- The Washington Times - Tuesday, January 3, 2017

Chicago’s grim total of 762 homicides in 2016 is being partly blamed on Black Lives Matter activists by the city’s former top police officer.

Garry McCarthy, the former superintendent of the Chicago Police Department, told radio host John Catsimatidis on Sunday that activists have sown a deadly “political atmosphere of anti-police sentiment.”

“So what’s happening, and this is ironic, is that a movement with the goal of saving black lives at this point is getting black lives taken, because 80 percent of our murder victims here in Chicago are male blacks,” Mr. McCarthy said, Fox News reported Tuesday.

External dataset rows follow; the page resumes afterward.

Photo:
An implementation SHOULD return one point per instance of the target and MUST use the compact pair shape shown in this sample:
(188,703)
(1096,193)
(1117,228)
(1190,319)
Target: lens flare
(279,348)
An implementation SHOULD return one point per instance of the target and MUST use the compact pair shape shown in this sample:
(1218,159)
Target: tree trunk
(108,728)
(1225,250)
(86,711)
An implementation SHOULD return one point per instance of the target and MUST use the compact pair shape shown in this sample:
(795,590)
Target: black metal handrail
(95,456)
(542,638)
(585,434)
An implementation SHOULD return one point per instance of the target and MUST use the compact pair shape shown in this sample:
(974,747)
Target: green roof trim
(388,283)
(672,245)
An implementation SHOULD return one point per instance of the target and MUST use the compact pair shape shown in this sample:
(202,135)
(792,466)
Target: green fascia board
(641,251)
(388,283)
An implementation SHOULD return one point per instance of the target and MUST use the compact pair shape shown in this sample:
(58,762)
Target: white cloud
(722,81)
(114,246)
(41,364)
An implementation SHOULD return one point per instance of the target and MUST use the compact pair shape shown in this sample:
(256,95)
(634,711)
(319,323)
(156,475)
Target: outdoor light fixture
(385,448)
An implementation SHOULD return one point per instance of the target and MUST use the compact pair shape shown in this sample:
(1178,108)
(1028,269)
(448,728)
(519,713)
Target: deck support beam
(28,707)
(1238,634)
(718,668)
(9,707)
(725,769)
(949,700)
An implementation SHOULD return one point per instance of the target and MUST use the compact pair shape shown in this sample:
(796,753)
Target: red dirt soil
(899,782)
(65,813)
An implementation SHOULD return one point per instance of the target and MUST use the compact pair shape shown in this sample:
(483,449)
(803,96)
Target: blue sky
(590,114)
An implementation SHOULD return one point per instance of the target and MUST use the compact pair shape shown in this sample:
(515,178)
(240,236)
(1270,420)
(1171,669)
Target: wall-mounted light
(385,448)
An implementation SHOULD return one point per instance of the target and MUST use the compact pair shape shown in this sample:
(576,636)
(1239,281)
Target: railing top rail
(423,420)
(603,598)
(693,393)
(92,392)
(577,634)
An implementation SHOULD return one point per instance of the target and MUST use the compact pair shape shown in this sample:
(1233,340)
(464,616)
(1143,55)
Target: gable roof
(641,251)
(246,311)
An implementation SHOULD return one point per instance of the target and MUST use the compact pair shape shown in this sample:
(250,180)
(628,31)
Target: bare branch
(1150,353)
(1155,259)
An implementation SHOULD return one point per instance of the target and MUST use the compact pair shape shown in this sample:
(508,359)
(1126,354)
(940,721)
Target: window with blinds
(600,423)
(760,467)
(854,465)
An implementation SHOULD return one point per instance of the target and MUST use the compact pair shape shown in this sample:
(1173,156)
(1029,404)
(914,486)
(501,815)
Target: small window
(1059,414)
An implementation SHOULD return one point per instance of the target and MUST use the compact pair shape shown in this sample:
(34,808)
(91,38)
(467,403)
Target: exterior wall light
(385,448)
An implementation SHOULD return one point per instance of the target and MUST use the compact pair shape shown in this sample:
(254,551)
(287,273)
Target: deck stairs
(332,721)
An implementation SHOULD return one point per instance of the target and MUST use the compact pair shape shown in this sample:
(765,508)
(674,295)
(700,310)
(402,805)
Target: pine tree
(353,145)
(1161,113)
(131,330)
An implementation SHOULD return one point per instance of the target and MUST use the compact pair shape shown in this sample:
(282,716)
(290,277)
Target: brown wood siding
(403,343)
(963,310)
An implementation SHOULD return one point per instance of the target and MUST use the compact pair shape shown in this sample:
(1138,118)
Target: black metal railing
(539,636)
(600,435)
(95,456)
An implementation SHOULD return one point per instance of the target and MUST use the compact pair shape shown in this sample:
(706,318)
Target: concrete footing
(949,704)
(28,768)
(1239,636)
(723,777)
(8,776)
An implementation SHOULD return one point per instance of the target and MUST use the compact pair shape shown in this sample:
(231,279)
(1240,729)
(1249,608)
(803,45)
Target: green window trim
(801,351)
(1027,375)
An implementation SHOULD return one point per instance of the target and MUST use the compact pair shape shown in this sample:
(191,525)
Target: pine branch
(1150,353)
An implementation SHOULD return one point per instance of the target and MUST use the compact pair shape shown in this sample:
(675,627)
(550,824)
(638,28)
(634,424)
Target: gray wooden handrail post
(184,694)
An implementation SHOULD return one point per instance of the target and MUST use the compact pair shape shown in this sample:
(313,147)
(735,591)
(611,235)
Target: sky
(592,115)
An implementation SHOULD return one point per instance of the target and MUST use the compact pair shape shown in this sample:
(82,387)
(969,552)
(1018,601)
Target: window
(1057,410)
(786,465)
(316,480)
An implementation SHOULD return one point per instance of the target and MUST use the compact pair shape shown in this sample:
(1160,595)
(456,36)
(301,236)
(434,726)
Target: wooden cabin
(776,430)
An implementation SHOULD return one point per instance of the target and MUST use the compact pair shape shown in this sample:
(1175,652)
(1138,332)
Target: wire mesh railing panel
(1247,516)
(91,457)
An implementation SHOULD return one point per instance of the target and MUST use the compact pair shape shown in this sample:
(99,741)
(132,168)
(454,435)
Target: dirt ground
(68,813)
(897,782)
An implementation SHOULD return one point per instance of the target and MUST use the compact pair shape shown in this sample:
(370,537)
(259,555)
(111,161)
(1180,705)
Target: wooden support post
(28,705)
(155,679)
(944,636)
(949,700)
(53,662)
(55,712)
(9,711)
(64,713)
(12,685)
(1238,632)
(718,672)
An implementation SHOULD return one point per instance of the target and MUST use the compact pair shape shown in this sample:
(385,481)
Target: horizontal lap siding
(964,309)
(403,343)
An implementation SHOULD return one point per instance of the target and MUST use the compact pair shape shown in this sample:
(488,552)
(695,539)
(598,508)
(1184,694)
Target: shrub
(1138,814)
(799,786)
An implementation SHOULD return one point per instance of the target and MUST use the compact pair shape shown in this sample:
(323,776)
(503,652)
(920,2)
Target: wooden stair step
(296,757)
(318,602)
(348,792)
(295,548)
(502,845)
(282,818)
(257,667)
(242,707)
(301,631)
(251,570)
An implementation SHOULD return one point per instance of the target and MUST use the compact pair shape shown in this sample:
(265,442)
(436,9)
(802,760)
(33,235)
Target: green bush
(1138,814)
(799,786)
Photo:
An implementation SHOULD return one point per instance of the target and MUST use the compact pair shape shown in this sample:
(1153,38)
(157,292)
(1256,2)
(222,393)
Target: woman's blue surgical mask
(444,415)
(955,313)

To put the Windy City’s violence into perspective, its 3,550 shooting incidents in 2016 was roughly 1,100 more than 2015. Homicides in 2015 tallied 485.

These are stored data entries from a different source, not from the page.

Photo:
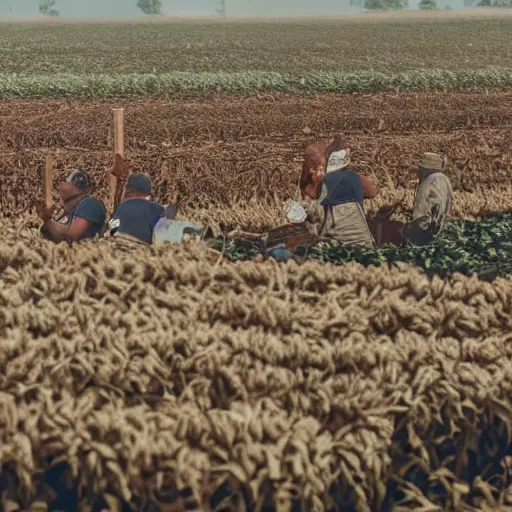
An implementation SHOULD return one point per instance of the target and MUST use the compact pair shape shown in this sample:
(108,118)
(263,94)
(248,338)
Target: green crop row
(144,85)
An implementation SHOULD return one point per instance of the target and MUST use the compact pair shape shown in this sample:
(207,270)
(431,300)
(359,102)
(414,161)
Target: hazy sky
(128,8)
(103,8)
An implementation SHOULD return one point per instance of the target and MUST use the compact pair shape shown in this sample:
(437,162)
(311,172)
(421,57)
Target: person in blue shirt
(81,217)
(137,215)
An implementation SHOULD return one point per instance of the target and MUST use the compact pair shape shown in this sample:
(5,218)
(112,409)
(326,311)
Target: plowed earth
(133,375)
(232,151)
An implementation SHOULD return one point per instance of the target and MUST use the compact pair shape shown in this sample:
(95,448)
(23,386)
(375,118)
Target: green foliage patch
(466,246)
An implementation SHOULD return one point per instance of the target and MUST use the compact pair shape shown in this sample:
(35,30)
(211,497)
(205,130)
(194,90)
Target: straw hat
(338,160)
(430,161)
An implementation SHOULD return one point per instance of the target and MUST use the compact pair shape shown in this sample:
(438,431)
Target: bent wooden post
(118,148)
(48,182)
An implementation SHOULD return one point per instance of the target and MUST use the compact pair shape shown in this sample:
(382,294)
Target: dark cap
(140,183)
(79,179)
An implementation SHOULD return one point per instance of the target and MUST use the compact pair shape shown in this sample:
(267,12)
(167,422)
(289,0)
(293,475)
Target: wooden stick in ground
(48,182)
(118,149)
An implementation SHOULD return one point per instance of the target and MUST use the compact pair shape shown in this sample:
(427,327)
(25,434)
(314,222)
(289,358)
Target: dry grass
(135,374)
(472,39)
(139,373)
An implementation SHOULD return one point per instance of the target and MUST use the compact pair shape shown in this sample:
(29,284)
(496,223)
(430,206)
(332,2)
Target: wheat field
(172,377)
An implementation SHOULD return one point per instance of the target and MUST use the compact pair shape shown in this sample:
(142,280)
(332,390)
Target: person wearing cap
(333,200)
(82,216)
(136,216)
(432,201)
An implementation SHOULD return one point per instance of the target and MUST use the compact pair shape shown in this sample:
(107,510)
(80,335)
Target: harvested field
(165,378)
(231,156)
(136,375)
(290,48)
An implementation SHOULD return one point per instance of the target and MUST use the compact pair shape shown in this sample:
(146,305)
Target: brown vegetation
(135,375)
(247,152)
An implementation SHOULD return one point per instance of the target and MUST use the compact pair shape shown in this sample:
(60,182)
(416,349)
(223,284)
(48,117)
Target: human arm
(74,231)
(88,213)
(121,171)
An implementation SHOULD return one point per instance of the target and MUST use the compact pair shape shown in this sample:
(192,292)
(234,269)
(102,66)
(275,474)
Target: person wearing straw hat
(432,201)
(81,217)
(333,200)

“Chicago is probably the worst example of something that has happened across the country,” Mr. McCarthy added.

Mr. McCarthy, who was fired after the October 2014 killing of Laquan McDonald by Officer Jason Van Dyke, said Black Lives Matter creates incentives in the community for “non-compliance,” Fox reported.

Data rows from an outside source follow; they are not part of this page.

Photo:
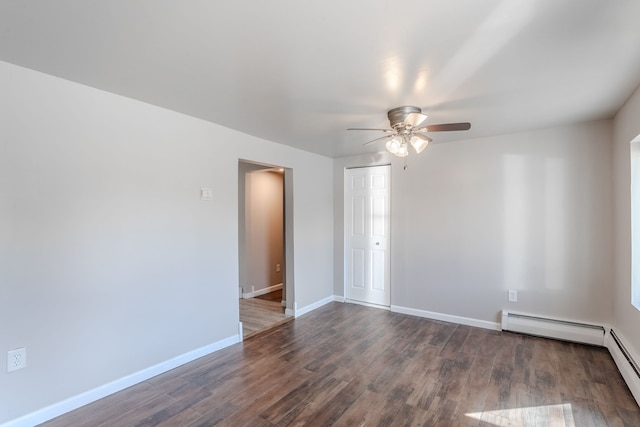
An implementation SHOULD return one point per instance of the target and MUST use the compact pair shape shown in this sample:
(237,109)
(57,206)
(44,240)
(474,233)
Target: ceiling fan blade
(383,130)
(414,119)
(422,136)
(378,139)
(446,127)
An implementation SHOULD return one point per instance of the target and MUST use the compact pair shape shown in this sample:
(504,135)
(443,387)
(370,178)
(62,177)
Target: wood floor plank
(345,364)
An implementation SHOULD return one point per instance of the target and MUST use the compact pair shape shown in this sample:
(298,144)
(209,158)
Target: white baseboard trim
(263,291)
(67,405)
(366,304)
(311,307)
(446,317)
(624,366)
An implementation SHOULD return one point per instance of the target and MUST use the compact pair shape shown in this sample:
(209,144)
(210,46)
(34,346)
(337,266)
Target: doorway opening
(265,247)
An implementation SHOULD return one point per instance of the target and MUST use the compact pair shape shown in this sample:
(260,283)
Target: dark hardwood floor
(349,365)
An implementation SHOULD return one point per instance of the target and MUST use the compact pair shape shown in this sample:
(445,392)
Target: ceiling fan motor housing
(399,114)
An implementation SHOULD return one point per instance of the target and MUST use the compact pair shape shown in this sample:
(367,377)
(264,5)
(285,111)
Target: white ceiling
(299,72)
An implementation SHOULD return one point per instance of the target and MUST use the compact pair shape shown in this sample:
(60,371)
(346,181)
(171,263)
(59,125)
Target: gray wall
(627,317)
(473,218)
(109,261)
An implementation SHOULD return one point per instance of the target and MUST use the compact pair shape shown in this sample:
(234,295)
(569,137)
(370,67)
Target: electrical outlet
(16,359)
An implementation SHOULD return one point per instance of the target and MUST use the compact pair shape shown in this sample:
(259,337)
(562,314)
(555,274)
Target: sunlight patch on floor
(547,415)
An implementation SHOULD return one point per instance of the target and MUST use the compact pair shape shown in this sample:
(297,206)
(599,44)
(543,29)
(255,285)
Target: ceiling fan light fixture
(403,151)
(394,144)
(419,142)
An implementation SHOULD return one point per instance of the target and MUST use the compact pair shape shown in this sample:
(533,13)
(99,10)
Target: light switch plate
(206,194)
(16,359)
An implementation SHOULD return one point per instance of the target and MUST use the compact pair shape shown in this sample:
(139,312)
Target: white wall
(473,218)
(626,126)
(109,261)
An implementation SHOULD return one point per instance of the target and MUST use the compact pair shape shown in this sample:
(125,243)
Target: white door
(367,194)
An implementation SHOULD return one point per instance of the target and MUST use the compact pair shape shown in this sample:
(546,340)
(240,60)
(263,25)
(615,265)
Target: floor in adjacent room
(346,365)
(261,313)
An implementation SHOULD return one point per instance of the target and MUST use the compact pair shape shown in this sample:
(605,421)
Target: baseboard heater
(553,328)
(625,353)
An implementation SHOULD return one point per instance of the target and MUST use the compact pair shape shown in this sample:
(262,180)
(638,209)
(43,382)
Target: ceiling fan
(407,129)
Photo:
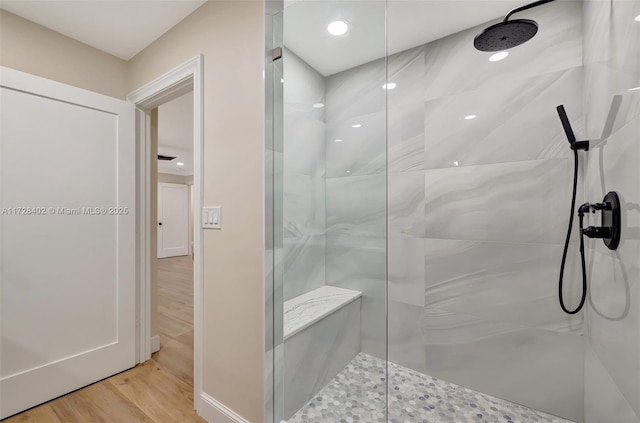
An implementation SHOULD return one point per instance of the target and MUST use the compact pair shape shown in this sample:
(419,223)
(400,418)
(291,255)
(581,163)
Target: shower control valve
(597,232)
(611,227)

McDonald, 17, was shot 16 times on Oct. 20, 2014, after slashing car tires while high on the hallucinogenic drug PCP.

Officer Van Dyke, 38, was suspended without pay or benefits and charged with first-degree murder.

“Criminals watch TV, pay attention to the media,” current Chicago Police Superintendent Eddie Johnson said Monday, a local NBC affiliate reported. “They see an opportunity to commit nefarious activity.”